Можно было бы упомянуть о приметливости Эспера, но и в этом тоже не было ничего, что сильно бы выделяло его из среды, в которой он вырос. Разве что обобщения его были смелее, а полёт мысли безогляднее. Возможно, в жизни его просто не произошло события, которое пробудило бы заложенные в нём возможности. Поездка за рубеж была первым большим приключением его сознательной жизни.

Чем дальше Лысогорский с Вакринчуком углублялись в Германию — в спешивших на юг дилижансах, — тем больше князь Эспер испытывал нечто вроде освобождения от чего-то не до конца постижимого, что не отпускало его и на пароходе. Ехали сначала через ганноверские, потом через гессенские земли и, наконец, оказались в Баварии.

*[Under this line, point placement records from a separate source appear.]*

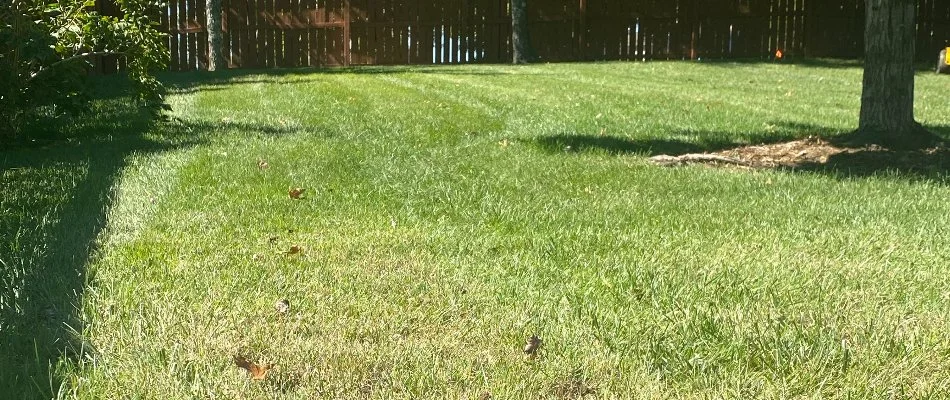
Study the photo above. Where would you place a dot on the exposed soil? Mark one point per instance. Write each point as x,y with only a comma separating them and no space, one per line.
814,152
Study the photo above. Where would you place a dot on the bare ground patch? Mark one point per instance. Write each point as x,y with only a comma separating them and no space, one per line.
814,153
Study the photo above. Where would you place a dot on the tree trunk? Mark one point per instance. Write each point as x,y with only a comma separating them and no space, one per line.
520,38
215,58
887,101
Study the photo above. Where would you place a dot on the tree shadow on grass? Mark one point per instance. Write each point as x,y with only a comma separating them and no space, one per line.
188,82
55,198
931,164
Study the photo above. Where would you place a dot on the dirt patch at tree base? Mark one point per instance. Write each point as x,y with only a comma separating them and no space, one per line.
814,152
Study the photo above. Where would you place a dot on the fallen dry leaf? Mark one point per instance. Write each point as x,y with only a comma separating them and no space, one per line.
532,345
295,193
258,372
282,306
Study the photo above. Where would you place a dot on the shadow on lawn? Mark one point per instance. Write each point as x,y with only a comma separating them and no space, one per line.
56,197
929,164
187,82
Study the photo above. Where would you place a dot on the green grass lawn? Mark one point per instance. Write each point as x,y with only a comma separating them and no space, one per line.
452,212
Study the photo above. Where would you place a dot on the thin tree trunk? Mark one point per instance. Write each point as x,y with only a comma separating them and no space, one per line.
522,51
215,57
887,101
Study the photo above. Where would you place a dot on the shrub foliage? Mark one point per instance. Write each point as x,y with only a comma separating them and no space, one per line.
47,47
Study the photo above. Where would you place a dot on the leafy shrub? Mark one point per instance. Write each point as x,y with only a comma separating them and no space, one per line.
47,47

Эспер знал, что некоторым соотечественникам, привыкшим к огромным размерам родной страны, Германия, разделённая на королевства и княжества, казалась недостаточно привольной, слишком «гемютной». Однако именно в одомашненном, в упорядоченном, в обращённом лишь на себя самоё, а не в диком, разлетающемся по всем направленьям пространстве Эспер начинал чувствовать себя легко и свободно, если пришлось бы здесь задержаться, что ж — прожил бы какое-то время не без удовольствия.

Хозяева гостиниц и постоялых дворов в Ганновере и в Гессене, узнав, откуда Филипп и Эспер, относились к ним напряжённо-внимательно, почти настороженно. Всё, что обычный немец знал об их родине, это то, что она — край беспредельных сарматских степей и дремучих лесов далеко на востоке от прусской границы, много больше Германии, и Бог весть чего следовало ждать от его уроженцев. Но и к этому Эспер относился спокойно.